考慮到語言內置的運算效率應該更高,因此在不可能產生溢出時盡量選用內置運算。CalcOperation()函數便采用這一思路:

void CalcOperation(MATH_OPER *mathOper, char *resBuf, unsigned int resbufLen) {
    unsigned int leftLen = strlen(mathOper->leftVal);
    unsigned int rightLen = strlen(mathOper->rightVal);

    switch(mathOper->operator) {
        case '+':
            if(leftLen <= ADD_THRES && rightLen <= ADD_THRES)
                snprintf(resBuf, resbufLen, "%d",
                         atoi(mathOper->leftVal) + atoi(mathOper->rightVal));
            else
                Addition(mathOper->leftVal, mathOper->rightVal, resBuf, resbufLen);
            break;
        case '-':
            if(leftLen <= OTH_THRES && rightLen <= OTH_THRES)
                snprintf(resBuf, resbufLen, "%d",
                         atoi(mathOper->leftVal) - atoi(mathOper->rightVal));
            else
                Subtraction(mathOper->leftVal, mathOper->rightVal, resBuf, resbufLen);
            break;
        case '*':
            if(leftLen <= MUL_THRES && rightLen <= MUL_THRES)
                snprintf(resBuf, resbufLen, "%d",
                         atoi(mathOper->leftVal) * atoi(mathOper->rightVal));
            else
                break; //Multiplication: product = multiplier * multiplicand
            break;
        case '/':
            if(leftLen <= OTH_THRES && rightLen <= OTH_THRES)
                snprintf(resBuf, resbufLen, "%d",
                         atoi(mathOper->leftVal) / atoi(mathOper->rightVal));
            else
                break; //Division: quotient = dividend / divisor
            break;
        default:
            break;
    }

    return;
}

注意,大整數的乘法和除法運算尚未實現,因此相應代碼分支直接返回。

最后,完成入口函數:

int main(void) {
    VerifyOperation();

    char leftVal[100] = {0}, rightVal[100] = {0}, operator='+';
    char resBuf[1000] = {0};
    
    //As you see, basically any key can quit:)
    printf("Enter math expression(press q to quit): ");
    while(scanf(" %[0-9] %[+-*/] %[0-9]", leftVal, &operator, rightVal) == 3) {
        MATH_OPER mathOper = {leftVal, rightVal, operator};
        memset(resBuf, 0, sizeof(resBuf));
        CalcOperation(&mathOper, resBuf, sizeof(resBuf));
        printf("%s %c %s = %s\n", leftVal, operator, rightVal, resBuf);
        printf("Enter math expression(press q to quit): ");
    }
    return 0;
}

上述代碼中,scanf()函數的格式化字符串風格類似正則表達式。
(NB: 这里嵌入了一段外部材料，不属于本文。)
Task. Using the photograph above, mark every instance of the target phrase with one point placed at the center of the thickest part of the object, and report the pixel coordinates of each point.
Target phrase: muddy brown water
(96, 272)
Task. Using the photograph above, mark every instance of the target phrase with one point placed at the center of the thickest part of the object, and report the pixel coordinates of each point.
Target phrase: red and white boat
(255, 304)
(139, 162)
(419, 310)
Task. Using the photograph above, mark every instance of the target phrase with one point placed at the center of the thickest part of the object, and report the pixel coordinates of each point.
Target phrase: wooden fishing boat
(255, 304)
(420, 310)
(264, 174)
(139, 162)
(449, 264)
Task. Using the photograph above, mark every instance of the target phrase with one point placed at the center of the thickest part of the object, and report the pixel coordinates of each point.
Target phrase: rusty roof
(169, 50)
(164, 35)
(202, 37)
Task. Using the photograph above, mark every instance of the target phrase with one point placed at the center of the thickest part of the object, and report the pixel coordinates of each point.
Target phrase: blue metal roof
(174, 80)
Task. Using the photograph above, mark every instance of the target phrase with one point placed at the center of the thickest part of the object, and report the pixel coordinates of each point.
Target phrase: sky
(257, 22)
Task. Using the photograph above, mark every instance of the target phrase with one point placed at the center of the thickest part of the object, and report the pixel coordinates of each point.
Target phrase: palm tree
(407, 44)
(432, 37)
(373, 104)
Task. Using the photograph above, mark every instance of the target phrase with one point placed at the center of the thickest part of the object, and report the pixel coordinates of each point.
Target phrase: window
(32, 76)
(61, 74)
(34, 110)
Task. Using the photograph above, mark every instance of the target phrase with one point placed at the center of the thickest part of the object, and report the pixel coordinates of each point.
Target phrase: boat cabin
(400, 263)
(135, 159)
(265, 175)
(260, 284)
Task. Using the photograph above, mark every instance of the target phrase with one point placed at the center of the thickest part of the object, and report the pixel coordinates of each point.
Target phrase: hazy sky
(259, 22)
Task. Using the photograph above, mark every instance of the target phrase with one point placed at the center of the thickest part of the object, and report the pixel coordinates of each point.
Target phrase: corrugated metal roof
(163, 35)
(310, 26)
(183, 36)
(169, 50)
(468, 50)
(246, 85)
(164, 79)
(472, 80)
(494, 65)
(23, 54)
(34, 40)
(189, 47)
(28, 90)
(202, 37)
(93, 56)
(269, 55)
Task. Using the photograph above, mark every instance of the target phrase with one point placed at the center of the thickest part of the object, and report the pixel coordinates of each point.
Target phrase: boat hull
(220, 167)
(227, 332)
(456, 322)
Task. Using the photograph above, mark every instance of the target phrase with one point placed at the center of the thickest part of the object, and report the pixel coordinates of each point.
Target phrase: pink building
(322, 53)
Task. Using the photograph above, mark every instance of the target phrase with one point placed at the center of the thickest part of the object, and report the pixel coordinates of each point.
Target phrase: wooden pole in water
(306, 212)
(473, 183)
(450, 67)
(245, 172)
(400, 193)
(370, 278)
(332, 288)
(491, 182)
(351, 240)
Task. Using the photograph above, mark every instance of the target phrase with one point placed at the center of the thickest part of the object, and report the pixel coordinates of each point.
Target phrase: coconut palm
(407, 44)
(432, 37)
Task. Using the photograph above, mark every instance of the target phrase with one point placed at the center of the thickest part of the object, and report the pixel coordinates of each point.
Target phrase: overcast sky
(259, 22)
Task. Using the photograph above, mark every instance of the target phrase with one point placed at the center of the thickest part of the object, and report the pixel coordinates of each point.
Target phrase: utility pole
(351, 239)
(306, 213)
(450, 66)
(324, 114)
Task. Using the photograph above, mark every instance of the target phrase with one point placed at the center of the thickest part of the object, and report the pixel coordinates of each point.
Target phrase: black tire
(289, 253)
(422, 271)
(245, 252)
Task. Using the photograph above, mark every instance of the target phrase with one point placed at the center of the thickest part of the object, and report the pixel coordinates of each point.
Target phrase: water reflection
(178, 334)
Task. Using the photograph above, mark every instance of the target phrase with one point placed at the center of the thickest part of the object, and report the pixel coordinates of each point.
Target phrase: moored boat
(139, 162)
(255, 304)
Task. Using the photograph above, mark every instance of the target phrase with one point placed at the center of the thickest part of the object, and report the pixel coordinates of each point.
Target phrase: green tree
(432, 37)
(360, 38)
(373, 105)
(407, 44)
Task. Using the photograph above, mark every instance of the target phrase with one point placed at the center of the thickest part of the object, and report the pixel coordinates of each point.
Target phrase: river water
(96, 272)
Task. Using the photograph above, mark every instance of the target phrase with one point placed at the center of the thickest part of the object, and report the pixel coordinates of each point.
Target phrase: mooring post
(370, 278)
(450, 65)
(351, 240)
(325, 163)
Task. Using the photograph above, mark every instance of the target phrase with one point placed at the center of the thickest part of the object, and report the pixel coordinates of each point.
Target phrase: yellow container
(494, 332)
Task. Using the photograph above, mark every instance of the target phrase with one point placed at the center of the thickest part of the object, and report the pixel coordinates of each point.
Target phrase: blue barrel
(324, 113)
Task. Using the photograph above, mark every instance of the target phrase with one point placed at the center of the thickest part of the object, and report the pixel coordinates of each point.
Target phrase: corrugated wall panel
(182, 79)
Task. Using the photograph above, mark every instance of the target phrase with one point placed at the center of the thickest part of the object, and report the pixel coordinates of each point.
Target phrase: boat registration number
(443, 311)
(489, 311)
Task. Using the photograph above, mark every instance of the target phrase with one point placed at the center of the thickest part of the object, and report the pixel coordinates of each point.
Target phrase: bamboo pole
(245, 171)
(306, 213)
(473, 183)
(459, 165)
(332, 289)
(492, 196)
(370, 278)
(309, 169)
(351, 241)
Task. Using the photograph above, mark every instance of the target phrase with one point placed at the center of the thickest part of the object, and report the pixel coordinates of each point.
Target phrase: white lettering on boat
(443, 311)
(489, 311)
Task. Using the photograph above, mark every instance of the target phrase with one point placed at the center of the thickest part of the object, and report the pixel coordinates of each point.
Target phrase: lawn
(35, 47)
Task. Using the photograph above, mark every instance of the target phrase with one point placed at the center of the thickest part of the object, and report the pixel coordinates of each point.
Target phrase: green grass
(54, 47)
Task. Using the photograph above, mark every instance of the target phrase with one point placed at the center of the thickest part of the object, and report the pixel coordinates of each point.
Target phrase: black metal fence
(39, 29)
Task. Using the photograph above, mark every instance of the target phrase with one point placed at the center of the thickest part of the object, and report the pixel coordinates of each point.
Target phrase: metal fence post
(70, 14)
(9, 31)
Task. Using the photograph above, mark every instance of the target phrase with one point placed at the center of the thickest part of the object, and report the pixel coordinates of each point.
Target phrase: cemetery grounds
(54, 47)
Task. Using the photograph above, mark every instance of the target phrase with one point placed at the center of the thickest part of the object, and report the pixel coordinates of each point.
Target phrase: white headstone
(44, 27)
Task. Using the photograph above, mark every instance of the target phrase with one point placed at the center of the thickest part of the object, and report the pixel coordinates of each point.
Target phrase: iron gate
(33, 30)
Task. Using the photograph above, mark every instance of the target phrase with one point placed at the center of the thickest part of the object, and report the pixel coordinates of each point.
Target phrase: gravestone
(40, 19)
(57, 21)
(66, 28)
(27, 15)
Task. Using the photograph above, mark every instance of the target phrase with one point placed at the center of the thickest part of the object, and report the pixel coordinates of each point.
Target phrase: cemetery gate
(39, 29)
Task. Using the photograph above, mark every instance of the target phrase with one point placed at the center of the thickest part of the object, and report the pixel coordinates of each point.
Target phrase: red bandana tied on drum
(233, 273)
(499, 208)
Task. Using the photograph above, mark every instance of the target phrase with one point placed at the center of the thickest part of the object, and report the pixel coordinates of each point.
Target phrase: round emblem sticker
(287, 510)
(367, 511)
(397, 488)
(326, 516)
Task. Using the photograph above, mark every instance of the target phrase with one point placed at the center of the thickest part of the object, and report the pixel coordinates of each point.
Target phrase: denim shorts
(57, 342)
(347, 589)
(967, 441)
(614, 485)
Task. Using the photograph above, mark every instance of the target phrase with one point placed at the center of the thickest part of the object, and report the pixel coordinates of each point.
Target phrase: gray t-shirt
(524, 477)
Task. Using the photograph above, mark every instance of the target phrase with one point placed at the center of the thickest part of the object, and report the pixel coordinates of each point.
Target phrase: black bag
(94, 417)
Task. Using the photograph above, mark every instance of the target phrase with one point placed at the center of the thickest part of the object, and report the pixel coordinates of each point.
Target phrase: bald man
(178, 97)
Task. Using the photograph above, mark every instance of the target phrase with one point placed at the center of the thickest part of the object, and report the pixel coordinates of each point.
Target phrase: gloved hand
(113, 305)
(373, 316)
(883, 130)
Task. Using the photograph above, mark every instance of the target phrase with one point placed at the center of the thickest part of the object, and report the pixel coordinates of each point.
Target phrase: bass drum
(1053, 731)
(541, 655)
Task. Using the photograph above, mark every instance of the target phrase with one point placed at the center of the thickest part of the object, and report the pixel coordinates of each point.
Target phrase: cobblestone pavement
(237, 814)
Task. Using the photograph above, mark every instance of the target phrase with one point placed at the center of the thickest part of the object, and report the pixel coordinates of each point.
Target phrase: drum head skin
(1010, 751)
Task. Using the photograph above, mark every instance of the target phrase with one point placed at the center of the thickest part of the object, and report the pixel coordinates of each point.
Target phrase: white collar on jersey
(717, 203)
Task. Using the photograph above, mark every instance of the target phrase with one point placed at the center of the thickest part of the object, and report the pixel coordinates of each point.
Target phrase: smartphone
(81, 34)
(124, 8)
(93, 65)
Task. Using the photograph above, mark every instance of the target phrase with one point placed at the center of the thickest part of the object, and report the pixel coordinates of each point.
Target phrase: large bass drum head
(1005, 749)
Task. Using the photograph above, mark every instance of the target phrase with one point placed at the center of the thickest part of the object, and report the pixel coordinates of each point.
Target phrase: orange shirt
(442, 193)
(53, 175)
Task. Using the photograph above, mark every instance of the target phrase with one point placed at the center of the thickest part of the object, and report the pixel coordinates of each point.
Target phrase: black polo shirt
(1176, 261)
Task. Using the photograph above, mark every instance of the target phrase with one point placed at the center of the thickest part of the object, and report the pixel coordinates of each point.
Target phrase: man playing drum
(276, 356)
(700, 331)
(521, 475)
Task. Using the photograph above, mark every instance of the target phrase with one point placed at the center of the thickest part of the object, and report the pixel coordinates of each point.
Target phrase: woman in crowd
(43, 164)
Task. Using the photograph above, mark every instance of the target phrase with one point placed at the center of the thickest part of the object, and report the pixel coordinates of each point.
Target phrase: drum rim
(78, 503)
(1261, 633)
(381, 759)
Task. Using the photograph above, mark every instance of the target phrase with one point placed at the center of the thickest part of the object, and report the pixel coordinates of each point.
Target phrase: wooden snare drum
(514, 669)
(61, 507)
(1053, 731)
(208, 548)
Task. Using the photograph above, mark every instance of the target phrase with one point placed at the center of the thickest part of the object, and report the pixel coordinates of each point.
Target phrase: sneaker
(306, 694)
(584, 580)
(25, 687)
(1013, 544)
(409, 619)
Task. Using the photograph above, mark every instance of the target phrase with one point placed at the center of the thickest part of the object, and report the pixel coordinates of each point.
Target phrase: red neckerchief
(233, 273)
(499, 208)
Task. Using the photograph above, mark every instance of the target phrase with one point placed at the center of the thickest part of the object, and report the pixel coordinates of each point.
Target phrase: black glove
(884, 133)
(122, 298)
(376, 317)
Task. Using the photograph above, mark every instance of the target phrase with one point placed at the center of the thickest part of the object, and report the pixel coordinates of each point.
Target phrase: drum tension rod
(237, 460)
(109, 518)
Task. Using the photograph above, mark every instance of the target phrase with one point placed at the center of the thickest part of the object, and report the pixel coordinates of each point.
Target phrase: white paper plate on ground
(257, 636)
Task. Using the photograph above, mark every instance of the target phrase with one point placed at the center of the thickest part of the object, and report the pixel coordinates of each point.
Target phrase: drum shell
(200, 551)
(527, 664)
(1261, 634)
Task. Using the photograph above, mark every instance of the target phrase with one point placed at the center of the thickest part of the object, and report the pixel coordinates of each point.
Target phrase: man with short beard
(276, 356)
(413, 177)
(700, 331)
其詳細介紹參見《sscanf的字符串格式化用法》一文。

三. 效果驗證

將上節代碼存為BigIntOper.c文件。測試結果如下:

[wangxiaoyuan_@localhost ~]$ gcc -Wall -o BigIntOper BigIntOper.c
[wangxiaoyuan_@localhost ~]$ ./BigIntOper                        
Enter math expression(press q to quit): 100+901
100 + 901 = 1001
Enter math expression(press q to quit): 100-9
100 - 9 = 91
Enter math expression(press q to quit): 1234567890123 + 8867901223000
1234567890123 + 8867901223000 = 10102469113123
Enter math expression(press q to quit): 1377083362513770833626 - 1585054852315850548524
1377083362513770833626 - 1585054852315850548524 = -207971489802079714898
Enter math expression(press q to quit): q
[wangxiaoyuan_@localhost ~]$ 

通過內部測試用例和外部人工校驗,可知運算結果正確無誤。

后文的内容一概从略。